12 Styles was struck by profound differences between British and American approaches to material culture. In America, the study of things is usually taught under the American Studies umbrella, but in the absence of a British Studies equivalent, Cultural Studies and Design History are generating this type of scholarship in Britain. As a result, there are some fundamental differences in the two approaches: Americans ask what the object can tell us about society; British design and culture historians ask why do things look the way they do, making it easier to integrate their ideas into broader cultural themes. Styles wondered about the absence of contemporary material culture at the conference and offered some suggestions on how to make artifact study more broadly relevant. Like Carson and Upton, he felt that we must think at a more general thematic level in order to connect our work with other histories. To the theme of consumption, he would add power and manners. The study of power requires that we include elites even when doing history from the bottom up, and requires that the state be brought back into our histories. Consumption is, perhaps, the most dynamic theme, allowing us to explore how humans construct their identities through material goods. Moreover it can bring all three elements of making, marketing and using together. And the study of manners can link the history of power, social and political history.

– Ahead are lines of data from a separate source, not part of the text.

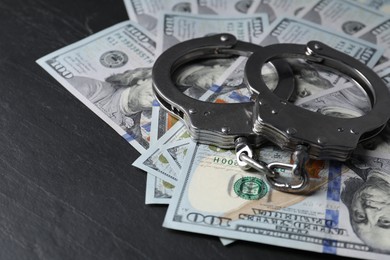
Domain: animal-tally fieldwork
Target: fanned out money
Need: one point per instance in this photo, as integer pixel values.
(348, 211)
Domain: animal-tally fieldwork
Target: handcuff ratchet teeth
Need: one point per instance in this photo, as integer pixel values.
(271, 117)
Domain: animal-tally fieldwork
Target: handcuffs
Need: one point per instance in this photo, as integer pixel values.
(270, 116)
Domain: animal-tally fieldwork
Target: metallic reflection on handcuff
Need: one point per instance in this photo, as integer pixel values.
(271, 116)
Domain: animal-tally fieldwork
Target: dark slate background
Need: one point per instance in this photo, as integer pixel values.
(67, 187)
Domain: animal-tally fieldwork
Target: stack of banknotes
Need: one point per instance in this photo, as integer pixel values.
(348, 211)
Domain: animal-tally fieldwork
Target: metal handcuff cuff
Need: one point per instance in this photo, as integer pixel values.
(271, 117)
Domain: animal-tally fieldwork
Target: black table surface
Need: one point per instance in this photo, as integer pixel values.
(67, 186)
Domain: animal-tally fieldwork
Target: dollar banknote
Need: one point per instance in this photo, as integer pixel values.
(280, 8)
(204, 74)
(155, 162)
(145, 12)
(225, 7)
(215, 197)
(380, 5)
(110, 72)
(342, 16)
(177, 27)
(157, 190)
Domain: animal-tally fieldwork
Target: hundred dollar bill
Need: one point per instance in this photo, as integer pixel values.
(345, 103)
(157, 190)
(145, 12)
(110, 72)
(177, 27)
(156, 162)
(343, 16)
(379, 34)
(294, 30)
(224, 7)
(380, 5)
(215, 197)
(281, 8)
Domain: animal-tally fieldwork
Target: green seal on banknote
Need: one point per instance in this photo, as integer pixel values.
(114, 59)
(250, 188)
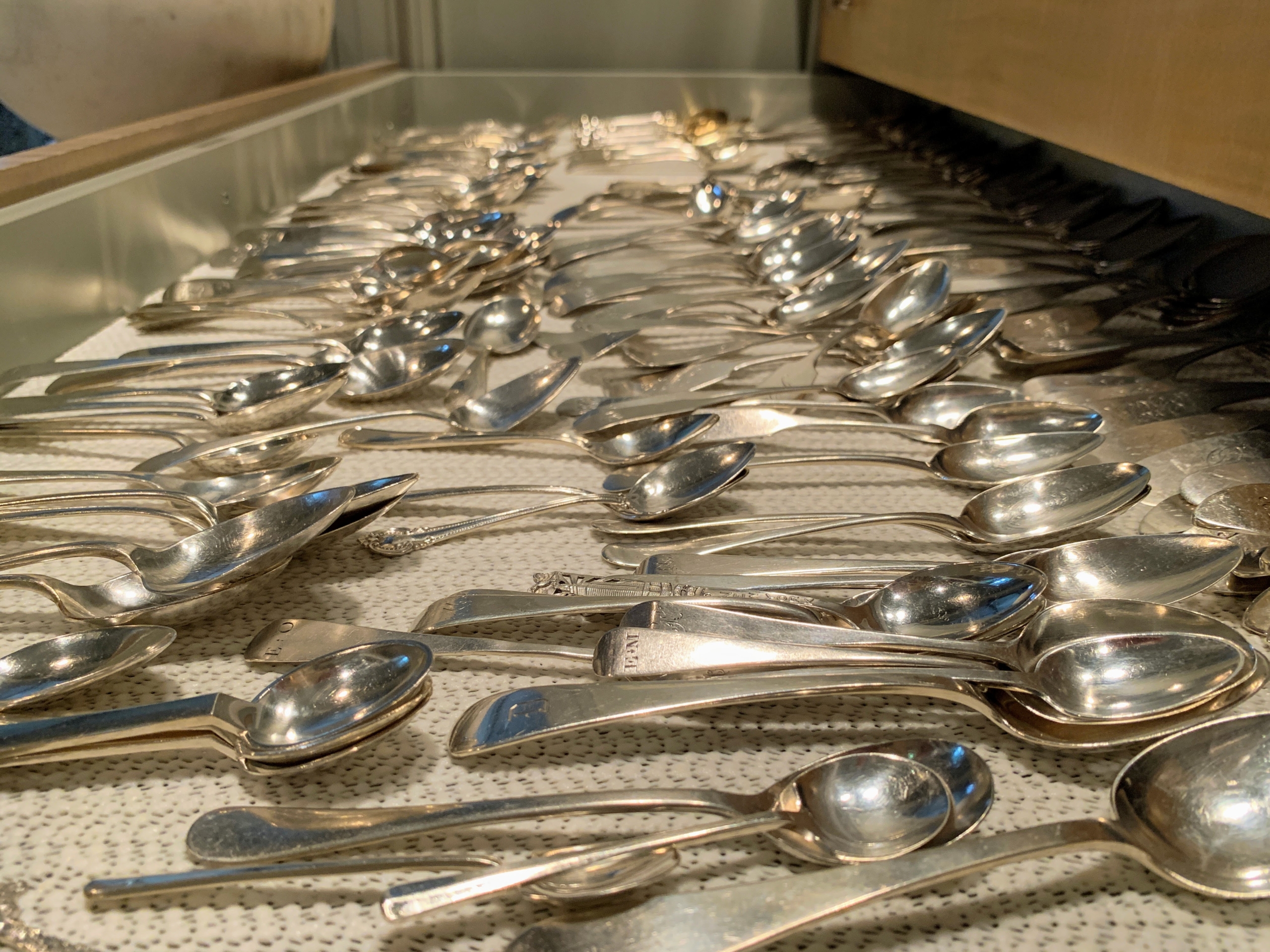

13 As a whole, the conference was a good one both because of what it did and what it failed to do. We did get a good feel for what the shape of the field of American material culture looked like from one perspective. But it may be time to break away from case studies and attempt a synthesis since the whole may be greater than the sum of its parts. Perhaps then it will have the impact that Carson says is missing from the mainstream of scholarship. We also need a better sense of how the study of material culture is approached by other disciplines — their theories and findings — and by non-Americans. Styles's comments made it clear that British scholarship has a very different orientation. So does Canada, as was apparent in the book, edited by Gerald Pocius, Living in a Material World: Canadian and American Approaches to Material Culture (St. John's, Newfoundland, 1991). And finally, we must heed Upton's challenge to develop new ways to move beyond the object to capture the dynamic condition of human life.